Anadolu’nun güzel işler yapan insanlarını, küçük ama muhteşem köylerini, emekle çalışıp bir şeyler üreten küçük işletmeleri keşfetmek ve hepsini tek tek paylaşmak dileğiyle.

 

Fotoğraflar: Yiğit Ali Tüzün

 

 

KARS GEZİ REHBERİ

Bir doğu ekspresi hayaliyle başladı her şey. Evet, bunu gerçekleştirmeyi popüler olunca başarsak da, sonunda hiç beklemediğimiz şeylerle de karşılaştık. Tabii ki seyahatten bahsetmiyorum. Vardığımız yerde bulduklarımız söz konusu olan. Ankara’dan başlayarak Kars’da son bulan yolculuk Kars’ı yakından tanımamıza ve şok olmamıza sebep oldu. Meğer Kars ne yere bakan yürek yakanmış da bizim haberimiz yokmuş.

(Ayrıca; Kars’a ulaşım için Doğu Ekspresi tercih edecekseniz, bilet bulma ipuçları ve önerilerin olduğu yazıyı okuyabilirsiniz.)

 

Gelmeden önce biraz araştırmıştım elbette. Şehir önceleri tam 40 yıl Rusların egemenliğindeymiş. Ruslar birçok bina yapmış, hepsi enfes güzelliğe sahip. Rus, Ermeni ve Osmanlı’nın da katkıda bulunduğu farklı mimarideki yapılar şehre kültürel bir zenginlik katmış. Elbette sonradan yapılan çirkin binalar da var ama bunların yanında onları hiç ama hiç görmüyorsunuz. Bu güzel binaların çoğu devlet dairesine veya okula dönüştürülerek bir nevi koruma altına alınmış. Kars Defterdarlık Binası’nın olduğu Ordu Caddesi ve hemen arkasındaki Gazi Ahmet Muhtar Paşa Caddesi, bu yapıları en çok görebileceğiniz caddeler. Bana kalırsa bu sokakları adım adım gezip fotoğraflayın, hele ki mevsim kışsa sokaklarda büyük ihtimalle kar olacaktır. Eğer yeni yağan karın üzerinde kıtır kıtır dolaşırken üşürseniz, hemen yakınlarda nefis tatlılar sunan üçüncü nesil bir kahveci bile var.

 

KARS’A NE ZAMAN GİDİLİR?

Kars, buz tutmuş sokaklarında yürünmesi, soğuğunda titrenmesi ve beyazlığına hayran kalınması gereken bir şehir. Yani kışın mutlaka görülmeli. Yöresel yemekleri kışa çok daha yakışıyor ayrıca. Çıldır Gölü buz tutuyor ve siz gölün üzerinde dilediğinizce dolaşabiliyorsunuz. Beyaz Kars, o güzelim binalarıyla eski bir filmin içinde gibi hissettiriyor. Elleri ceplerinde, hafifçe öne eğik yürüyen insanlar, siz ne kadar dikkat etseniz de kayıp düşebileceğiniz buz tutmuş sokaklar, içeri girdiğinizde sizi sıcacık ısıtan Atatürk posterleriyle süslenmiş dükkanlar…

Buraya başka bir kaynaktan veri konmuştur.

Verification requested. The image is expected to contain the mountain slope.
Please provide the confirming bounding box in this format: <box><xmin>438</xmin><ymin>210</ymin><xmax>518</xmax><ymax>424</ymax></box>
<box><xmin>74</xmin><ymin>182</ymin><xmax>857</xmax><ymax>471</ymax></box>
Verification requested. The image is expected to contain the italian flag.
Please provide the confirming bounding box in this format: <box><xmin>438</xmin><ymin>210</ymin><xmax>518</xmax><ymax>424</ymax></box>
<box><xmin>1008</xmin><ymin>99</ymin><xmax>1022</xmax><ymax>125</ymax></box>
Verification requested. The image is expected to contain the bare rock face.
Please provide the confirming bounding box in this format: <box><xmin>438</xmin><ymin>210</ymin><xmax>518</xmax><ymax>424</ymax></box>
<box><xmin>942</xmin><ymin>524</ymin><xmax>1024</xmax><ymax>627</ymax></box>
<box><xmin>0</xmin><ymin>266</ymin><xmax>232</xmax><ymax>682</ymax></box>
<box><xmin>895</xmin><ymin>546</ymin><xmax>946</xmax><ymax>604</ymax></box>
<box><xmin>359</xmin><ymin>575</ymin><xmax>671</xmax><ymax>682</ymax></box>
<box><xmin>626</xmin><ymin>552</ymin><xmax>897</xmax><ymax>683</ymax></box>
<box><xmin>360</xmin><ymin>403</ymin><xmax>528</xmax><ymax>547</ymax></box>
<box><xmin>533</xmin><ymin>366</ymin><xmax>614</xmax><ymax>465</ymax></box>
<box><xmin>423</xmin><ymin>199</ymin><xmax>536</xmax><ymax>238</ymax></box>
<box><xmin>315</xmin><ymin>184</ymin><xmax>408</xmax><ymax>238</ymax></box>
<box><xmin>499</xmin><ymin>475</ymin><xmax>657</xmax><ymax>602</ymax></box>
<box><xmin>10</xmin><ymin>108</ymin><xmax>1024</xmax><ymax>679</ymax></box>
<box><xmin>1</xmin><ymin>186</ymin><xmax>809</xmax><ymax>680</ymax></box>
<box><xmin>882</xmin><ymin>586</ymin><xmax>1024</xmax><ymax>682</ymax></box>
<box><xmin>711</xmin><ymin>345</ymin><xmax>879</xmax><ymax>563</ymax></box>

Yazın Kars’a gelinmez mi yani? Elbette gelinir. Beyaz Kars’ı bir de yemyeşil görmek için, hayatınızdaki en büyük çiçek tarlalarını görmek için, dünyaya konu olmuş meşhur Kars Gravyeri’nin nasıl yapıldığını izleyebilmek için, Ani Harabeleri’ni İrlandavari yeşilliğiyle görebilmek için gelmeli.

 

KARS’TA GÖRÜLMESİ GEREKEN YERLER

Kars’da görülecek yerlerin hepsi yürüyerek gezebileceğiniz mesafede. Dolayısıyla genelde bir araca veya toplu taşımaya ihtiyaç duymayacaksınız. İyi bir gezi planı yaptığınızda, hepsini teker teker bir gün içinde gezebilirsiniz. Benim tavsiyem; kuzey batı’da Kars Kalesi’nden başlayarak son durak Fethiye Camii’ne kadar ilerlemeniz. Bu mesafe aralığında görülecek yerleri şöyle sıralayabiliriz;

  • Kars Kalesi
  • Katerina Sarayı
  • Oniki Havari Camii
  • Hasan El Harakani Camii
  • Cheltikov Hotel
  • Defterdarlık Binası
  • Valilik Binası
  • Tuncay Güvensoy Evi
  • İsmet Paşa İlkokulu
  • Fethiye Camii

(Dilerseniz Kars Müzesi’ni de gezebilirsiniz. Biz vakit darlığından gidemedik.)

ÇILDIR GÖLÜ

Çıldır’a gitmenin en iyi şekli araba kiralamak, öncelikle bunu söyleyeyim. Çünkü eğer turla gidecek olursanız, kesinlikle aynı keyfi almayacaksınız. Çıldır’a sabah erken saatlerde henüz kimsecikler gitmeden hatta belki de karga …. (öyle bir söz vardı bilirsiniz) önce gitmek çok doğru bir hareket olacaktır. Kars merkez ile Çıldır gölü arası ortalama 70 km. Yalnız eğer bizim gibi Ocak- Şubat aylarında gidecekseniz yollar biraz karlı, buzlu olabilir. Korkacak bir şey yok elbet, çünkü kiralık otomobillerin neredeyse hepsinde kış lastiği var. Siz yine de kiralamadan önce sorarsınız. Biz aracımızı Alemdaroğlu‘ndan kiralamıştık. Şehrin dışındaki yerlere hiç sıkıntı yaşamadan böyle gittik. İstediğiniz yerde durup fotoğraf çekebilir ve İzlandavari yol manzarası eşliğinde kendinizden geçebilirsiniz. Yol boyunca her yer göz alabildiğine beyaz. En sık göreceğiniz yol arkadaşlarınız ise tilkiler. 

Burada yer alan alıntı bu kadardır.